И когда тот через десять минут, забрав газеты, уходит в вагон-ресторан, Седельников, хромая, идет в купе и садится на свое место, у окошечка. Побаливала нога: натрудил ее за день.

На столе лежали розы, — прекрасные, белые розы! Что такое розы, лежащие на вагонном столе? Или их отняли от груди матери? Или на то они и рождаются, чтобы быть свидетелями любви? Хорошо ли, что подкосил их нож садовника, плохо ли?

Седельников встает и, не наступая на больную ногу, закрывает дверь купе, защелкивает замок, защелкивает вверху предохранитель и опять садится на свое место. Теперь никто не войдет. Теперь он — хозяин этой мягкой клетки.

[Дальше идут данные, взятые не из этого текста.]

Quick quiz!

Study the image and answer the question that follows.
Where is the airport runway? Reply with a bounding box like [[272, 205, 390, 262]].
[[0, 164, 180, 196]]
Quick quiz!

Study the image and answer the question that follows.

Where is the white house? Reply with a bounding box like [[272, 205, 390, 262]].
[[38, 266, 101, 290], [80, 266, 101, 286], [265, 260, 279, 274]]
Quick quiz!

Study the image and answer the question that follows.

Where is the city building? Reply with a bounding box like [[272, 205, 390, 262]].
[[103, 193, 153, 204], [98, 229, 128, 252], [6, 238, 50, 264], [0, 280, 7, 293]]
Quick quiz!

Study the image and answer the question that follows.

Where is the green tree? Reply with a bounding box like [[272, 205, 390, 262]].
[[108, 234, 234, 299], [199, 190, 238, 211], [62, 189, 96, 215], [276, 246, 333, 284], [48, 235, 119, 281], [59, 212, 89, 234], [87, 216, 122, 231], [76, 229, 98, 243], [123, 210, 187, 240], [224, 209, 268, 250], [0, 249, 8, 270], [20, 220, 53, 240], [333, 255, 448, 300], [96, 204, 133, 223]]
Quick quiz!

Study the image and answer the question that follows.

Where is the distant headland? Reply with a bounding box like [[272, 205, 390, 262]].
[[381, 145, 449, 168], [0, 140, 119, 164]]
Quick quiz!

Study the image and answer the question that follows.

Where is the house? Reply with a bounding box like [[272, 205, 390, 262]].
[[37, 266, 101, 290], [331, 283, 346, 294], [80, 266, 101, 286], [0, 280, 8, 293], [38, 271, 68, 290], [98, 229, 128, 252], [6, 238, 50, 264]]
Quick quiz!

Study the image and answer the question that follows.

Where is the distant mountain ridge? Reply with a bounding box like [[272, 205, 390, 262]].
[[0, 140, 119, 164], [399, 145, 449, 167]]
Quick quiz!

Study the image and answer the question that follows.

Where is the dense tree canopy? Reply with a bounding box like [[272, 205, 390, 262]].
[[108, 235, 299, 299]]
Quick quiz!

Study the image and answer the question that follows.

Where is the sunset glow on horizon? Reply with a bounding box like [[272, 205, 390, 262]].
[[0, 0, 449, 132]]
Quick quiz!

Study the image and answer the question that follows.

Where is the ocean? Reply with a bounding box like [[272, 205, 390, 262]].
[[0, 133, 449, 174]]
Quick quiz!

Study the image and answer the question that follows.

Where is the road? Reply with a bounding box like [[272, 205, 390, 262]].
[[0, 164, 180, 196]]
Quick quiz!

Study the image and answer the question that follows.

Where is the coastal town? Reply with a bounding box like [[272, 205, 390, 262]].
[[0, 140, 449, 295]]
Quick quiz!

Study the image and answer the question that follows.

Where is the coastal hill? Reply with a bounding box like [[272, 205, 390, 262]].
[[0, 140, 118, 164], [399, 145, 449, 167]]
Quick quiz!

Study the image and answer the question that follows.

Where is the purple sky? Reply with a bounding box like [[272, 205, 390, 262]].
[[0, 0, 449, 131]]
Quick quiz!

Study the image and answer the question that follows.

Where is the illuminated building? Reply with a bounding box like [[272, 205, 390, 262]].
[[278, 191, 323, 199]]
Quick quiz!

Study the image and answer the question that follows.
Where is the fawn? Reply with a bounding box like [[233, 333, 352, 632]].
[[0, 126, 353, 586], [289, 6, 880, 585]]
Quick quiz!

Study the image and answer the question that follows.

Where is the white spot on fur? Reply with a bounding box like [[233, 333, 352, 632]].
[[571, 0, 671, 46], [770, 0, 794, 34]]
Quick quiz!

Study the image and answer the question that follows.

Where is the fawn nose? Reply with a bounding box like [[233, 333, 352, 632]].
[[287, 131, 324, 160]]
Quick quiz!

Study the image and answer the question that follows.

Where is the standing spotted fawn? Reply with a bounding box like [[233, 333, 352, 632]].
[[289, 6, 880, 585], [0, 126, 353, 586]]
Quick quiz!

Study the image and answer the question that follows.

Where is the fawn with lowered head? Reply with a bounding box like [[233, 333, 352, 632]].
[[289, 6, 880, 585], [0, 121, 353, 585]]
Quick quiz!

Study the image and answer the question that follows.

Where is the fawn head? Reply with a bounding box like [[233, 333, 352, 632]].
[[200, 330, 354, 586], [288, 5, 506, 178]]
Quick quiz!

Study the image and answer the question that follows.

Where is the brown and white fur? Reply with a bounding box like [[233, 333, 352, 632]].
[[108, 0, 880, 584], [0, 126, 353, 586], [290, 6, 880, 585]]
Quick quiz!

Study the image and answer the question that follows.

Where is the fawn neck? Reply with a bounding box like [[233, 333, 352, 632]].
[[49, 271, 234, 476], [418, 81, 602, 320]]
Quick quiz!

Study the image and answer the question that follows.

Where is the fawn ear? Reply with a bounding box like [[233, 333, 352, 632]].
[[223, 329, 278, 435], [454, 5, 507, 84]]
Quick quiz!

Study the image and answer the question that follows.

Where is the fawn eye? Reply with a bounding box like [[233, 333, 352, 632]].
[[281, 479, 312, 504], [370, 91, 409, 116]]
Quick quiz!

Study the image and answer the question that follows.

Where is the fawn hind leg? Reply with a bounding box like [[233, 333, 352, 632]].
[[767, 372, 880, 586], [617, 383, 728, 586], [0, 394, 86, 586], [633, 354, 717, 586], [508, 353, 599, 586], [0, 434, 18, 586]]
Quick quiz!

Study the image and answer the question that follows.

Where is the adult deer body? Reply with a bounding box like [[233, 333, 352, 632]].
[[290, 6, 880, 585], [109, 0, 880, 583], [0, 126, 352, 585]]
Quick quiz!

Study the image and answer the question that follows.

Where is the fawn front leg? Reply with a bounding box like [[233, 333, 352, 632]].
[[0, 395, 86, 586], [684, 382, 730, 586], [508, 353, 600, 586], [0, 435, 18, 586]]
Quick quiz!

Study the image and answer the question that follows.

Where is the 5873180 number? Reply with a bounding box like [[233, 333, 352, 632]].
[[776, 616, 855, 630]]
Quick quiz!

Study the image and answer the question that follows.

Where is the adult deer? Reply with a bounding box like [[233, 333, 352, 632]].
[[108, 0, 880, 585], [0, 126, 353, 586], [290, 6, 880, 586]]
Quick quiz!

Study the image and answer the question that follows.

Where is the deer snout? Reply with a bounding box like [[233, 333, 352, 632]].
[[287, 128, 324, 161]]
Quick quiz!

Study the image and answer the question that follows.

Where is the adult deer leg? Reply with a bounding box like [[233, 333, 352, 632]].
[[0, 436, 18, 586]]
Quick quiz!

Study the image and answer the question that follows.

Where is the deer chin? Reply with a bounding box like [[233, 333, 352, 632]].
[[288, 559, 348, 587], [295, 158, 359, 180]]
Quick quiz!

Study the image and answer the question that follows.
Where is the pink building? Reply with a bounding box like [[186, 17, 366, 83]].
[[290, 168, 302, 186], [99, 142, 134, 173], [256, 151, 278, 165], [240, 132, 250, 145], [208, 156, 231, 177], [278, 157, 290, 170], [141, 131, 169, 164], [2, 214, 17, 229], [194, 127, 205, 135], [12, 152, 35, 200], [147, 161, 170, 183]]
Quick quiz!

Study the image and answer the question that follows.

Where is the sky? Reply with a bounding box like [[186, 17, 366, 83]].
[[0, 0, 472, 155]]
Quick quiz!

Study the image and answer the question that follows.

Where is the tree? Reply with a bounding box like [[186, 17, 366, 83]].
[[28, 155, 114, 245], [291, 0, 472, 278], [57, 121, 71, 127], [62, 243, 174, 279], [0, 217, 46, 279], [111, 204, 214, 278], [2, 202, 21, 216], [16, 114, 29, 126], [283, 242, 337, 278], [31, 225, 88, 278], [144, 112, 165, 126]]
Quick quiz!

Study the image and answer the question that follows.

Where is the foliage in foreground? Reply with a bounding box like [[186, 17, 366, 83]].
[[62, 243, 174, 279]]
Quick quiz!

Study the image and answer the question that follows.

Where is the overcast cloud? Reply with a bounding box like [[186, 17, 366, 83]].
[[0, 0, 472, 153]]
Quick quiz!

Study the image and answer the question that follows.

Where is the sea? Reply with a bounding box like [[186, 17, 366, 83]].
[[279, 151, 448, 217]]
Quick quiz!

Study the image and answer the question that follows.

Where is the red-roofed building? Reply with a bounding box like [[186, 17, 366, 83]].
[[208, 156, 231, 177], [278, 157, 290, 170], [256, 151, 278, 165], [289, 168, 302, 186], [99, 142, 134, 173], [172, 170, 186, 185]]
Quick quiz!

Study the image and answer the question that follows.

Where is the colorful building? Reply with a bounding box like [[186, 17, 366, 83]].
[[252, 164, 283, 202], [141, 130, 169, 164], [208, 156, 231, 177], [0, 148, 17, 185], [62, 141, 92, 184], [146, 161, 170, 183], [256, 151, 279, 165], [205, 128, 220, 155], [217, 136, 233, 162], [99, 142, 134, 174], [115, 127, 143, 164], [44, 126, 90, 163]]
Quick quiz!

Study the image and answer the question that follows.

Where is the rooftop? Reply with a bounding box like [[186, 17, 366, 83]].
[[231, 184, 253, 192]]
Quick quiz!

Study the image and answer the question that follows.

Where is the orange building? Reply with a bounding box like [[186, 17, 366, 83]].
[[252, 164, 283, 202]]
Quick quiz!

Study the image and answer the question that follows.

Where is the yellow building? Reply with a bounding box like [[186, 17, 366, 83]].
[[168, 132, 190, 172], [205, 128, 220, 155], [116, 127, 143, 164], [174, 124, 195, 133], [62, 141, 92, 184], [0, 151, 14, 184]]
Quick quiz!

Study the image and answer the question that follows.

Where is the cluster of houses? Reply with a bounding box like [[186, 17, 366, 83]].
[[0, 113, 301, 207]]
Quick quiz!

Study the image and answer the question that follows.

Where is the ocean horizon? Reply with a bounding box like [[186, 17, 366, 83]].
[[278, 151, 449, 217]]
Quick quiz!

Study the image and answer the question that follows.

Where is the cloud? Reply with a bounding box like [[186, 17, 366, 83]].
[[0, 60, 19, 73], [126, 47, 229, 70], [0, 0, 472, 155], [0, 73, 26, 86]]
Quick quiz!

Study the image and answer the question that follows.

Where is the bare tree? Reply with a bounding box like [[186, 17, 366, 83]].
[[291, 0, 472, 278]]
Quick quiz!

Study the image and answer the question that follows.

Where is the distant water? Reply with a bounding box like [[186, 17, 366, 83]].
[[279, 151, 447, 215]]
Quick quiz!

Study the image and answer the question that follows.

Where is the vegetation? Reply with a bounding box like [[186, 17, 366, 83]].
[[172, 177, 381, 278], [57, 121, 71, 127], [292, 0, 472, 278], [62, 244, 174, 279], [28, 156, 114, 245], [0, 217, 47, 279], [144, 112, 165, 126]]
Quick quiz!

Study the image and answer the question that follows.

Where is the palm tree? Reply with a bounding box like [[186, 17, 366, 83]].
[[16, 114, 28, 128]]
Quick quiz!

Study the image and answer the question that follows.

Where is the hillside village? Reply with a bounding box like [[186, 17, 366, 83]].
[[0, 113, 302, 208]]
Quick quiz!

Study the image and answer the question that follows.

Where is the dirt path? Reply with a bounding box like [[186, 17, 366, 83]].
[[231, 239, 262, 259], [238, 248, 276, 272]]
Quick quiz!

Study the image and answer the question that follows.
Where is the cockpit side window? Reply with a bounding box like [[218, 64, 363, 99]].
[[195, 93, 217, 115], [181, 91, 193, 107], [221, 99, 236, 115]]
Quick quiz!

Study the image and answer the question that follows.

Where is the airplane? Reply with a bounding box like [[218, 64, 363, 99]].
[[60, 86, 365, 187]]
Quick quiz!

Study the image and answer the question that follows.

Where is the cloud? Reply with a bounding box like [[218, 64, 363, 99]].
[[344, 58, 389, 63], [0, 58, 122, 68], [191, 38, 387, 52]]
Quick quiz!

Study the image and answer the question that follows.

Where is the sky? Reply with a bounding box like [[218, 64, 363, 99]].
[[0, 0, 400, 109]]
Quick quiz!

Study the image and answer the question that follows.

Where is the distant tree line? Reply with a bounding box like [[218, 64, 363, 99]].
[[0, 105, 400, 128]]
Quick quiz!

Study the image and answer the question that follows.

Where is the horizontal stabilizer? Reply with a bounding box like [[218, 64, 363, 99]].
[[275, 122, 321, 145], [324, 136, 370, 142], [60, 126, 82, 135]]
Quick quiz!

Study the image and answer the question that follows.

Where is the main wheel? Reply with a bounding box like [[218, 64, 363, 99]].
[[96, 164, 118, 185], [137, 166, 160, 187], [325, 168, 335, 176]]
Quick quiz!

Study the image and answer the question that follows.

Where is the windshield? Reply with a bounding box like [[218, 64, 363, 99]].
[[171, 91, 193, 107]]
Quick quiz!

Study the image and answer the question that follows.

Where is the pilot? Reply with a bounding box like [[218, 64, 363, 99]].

Седельников сделает то, что хочет. Седельников забирает в руки длинные стебли, — все, все! Седельников осторожно, благоговейно, — как священник — чашу, в которой уже свершилось чудо, — поднимает их, наклоняет к ним лицо свое и чувствует, как струится из них аромат, белый, чуть ощущаемый аромат: дыхание полюбившей.